The first point seems to be a problem with insufficient tool integration between the cloud tooling and your internal process? You could always file the tickets through your normal process and then escalate them to the cloud provider. Since different providers have different cloud infrastructure, I’m sure there’ll be a market for integration points in the near term. And since clouds are pushing for automation, self-healing, self-servicing a lot of these requests are likely to be automatable or internally serviceable. Do you mind elaborating what more you are looking here?
The second point seems more controversial to me. Are you comparing on-premises against the cloud over the security of network control or between the cloud and traditional DC space renting? Each of them has different tradeoffs for security. In the first case, the control of the network is much stronger on-premises, but requires custom automation and maintenance to ensure continued security. With respect to renting dedicated space, the security of the machine seems to be more in the user’s space with all the negatives of shared infrastructure of the cloud. There are no automated updates of the OS or the network possible in the dedicated hosting since little is known of your requirements. A cloud provider has better knowledge of your stack and could provide continued network monitoring.
Note: I do work for MSFT, but cloud migration is something I wonder about.
Hi Aleks (quirkiest spelling I've seen of your name so far btw ;-) Thx for your comments.
Re. the first point - yes there is definitely a shortage of integration between enterprise ticketing systems and cloud vendors' ticketing systems at the moment. Without such integration, enterprises will still be able to track basic metrics like incident numbers etc. However, enterprises which are further along in their service management practices will be hindered by the lack of integration - eg. we track incident resolution time as one of our applications support performance metrics - this will neither be as easy to track nor as easily improvable once we move to the cloud, given that part of the resolution time will not be in our control.

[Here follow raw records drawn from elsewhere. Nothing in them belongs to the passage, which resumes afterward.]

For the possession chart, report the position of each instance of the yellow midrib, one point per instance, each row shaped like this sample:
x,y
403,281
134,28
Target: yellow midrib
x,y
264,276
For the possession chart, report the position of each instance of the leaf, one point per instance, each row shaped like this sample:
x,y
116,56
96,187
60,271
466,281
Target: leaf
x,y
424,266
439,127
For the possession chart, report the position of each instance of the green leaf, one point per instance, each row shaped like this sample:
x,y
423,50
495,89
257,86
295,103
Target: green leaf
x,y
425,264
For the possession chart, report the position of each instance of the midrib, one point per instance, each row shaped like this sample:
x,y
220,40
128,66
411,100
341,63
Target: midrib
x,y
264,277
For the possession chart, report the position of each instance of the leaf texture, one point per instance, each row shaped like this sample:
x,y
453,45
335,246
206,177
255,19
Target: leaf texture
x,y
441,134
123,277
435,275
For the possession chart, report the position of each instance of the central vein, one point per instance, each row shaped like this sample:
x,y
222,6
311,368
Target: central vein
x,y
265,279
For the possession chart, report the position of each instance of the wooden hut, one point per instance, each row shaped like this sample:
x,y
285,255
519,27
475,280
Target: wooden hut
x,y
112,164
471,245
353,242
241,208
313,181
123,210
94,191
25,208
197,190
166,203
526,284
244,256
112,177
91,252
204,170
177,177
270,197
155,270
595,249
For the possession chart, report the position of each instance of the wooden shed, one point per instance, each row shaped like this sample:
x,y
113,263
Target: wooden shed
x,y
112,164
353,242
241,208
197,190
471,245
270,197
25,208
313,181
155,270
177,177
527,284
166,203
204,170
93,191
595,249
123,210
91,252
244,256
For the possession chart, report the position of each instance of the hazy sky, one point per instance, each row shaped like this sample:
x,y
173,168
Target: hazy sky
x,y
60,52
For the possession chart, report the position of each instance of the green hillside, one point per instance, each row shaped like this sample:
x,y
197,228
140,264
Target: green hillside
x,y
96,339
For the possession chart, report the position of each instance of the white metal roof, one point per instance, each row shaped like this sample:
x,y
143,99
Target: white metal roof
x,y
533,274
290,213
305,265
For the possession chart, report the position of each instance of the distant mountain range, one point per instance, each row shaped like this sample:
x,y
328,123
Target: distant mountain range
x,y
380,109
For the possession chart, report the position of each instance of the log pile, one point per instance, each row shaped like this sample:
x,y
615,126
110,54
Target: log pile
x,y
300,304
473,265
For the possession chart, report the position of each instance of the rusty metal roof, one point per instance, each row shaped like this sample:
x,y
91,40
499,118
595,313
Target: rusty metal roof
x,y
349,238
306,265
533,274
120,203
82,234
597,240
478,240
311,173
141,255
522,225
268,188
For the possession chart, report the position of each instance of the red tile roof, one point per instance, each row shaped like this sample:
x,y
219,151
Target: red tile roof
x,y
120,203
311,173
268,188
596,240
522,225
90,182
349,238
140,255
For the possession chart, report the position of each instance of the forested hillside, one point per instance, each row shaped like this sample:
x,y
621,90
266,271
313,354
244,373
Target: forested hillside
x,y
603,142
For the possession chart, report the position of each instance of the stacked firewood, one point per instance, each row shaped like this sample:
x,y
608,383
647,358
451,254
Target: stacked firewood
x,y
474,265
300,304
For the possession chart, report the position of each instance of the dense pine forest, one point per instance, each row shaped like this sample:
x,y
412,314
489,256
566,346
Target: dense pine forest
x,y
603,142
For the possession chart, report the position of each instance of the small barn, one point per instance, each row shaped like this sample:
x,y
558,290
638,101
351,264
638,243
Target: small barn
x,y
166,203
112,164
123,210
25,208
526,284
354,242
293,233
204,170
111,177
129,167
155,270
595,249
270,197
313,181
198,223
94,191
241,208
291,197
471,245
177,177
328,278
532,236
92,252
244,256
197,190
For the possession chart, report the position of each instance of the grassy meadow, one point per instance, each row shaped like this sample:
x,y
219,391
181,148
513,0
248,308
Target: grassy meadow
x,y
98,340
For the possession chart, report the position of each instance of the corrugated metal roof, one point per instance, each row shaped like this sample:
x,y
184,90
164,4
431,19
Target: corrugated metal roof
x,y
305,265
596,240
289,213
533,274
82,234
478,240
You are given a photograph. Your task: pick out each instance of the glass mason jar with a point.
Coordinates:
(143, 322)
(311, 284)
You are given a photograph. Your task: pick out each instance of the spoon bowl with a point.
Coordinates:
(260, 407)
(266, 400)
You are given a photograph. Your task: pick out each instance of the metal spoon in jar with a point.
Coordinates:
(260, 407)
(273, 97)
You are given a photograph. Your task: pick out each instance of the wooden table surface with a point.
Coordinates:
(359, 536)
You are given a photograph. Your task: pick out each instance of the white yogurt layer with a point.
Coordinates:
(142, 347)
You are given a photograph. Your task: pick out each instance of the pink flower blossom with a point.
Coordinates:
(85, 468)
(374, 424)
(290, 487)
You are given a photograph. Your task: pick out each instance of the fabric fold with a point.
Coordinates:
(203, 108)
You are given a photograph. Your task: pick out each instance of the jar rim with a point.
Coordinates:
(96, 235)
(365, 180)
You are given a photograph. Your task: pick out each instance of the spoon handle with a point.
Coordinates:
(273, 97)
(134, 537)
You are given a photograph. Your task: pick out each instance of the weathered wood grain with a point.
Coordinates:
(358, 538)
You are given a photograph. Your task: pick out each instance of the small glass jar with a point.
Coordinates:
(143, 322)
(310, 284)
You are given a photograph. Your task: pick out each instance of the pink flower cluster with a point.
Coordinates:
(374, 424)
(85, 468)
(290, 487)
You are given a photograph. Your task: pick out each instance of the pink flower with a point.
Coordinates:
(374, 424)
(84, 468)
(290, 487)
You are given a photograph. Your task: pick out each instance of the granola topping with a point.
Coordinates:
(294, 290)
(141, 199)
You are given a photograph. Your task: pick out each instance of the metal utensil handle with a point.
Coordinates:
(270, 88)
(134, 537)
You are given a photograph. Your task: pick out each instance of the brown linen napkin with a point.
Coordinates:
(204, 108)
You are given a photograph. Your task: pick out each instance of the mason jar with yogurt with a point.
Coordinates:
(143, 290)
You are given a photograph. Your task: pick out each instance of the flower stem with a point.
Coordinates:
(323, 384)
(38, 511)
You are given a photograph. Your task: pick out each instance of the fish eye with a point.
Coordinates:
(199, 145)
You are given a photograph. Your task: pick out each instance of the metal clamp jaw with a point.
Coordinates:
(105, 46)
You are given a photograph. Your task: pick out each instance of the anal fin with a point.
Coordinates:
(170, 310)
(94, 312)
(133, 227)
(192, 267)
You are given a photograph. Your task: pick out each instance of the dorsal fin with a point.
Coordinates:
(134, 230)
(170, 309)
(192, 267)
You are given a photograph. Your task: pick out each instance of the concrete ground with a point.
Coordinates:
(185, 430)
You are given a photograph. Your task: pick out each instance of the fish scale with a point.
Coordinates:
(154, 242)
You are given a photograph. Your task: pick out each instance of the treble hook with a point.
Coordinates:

About the second point, what I meant to say was that there is a perception in companies that cloud solutions are generally less secure than their own tried and tested on-prem solutions - but this perception is based more on the fact that there isn't yet any mainstream understanding of how on-prem security compares with cloud security. The presenter reckons that this point will be addressed as we have more and more trials of cloud computing, but in the meantime most companies, if they do venture out into the cloud, are much more likely to go for the dedicated model than for true multi-tenancy, which sort of hinders the cloud computing model given that the dedicated model is more of a hybrid of the external hosting model.
Very interested to know what it is you "wonder" about cloud migration! :)
(I think my previous response got lost)
I think the two points are heavily related because any type of outsourcing (dedicated hosting, private cloud, public cloud) will have the same problem with having external support. They would also have very similar security implication since they'd have shared infrastructure for cost reductions. I am not convinced that VM boundary is much different with respect to security.
The part that makes me wonder about cloud migration is statements like 'no more desktops in 3 years' (Google's european CXX I think), which imply a huge change in how clouds are used.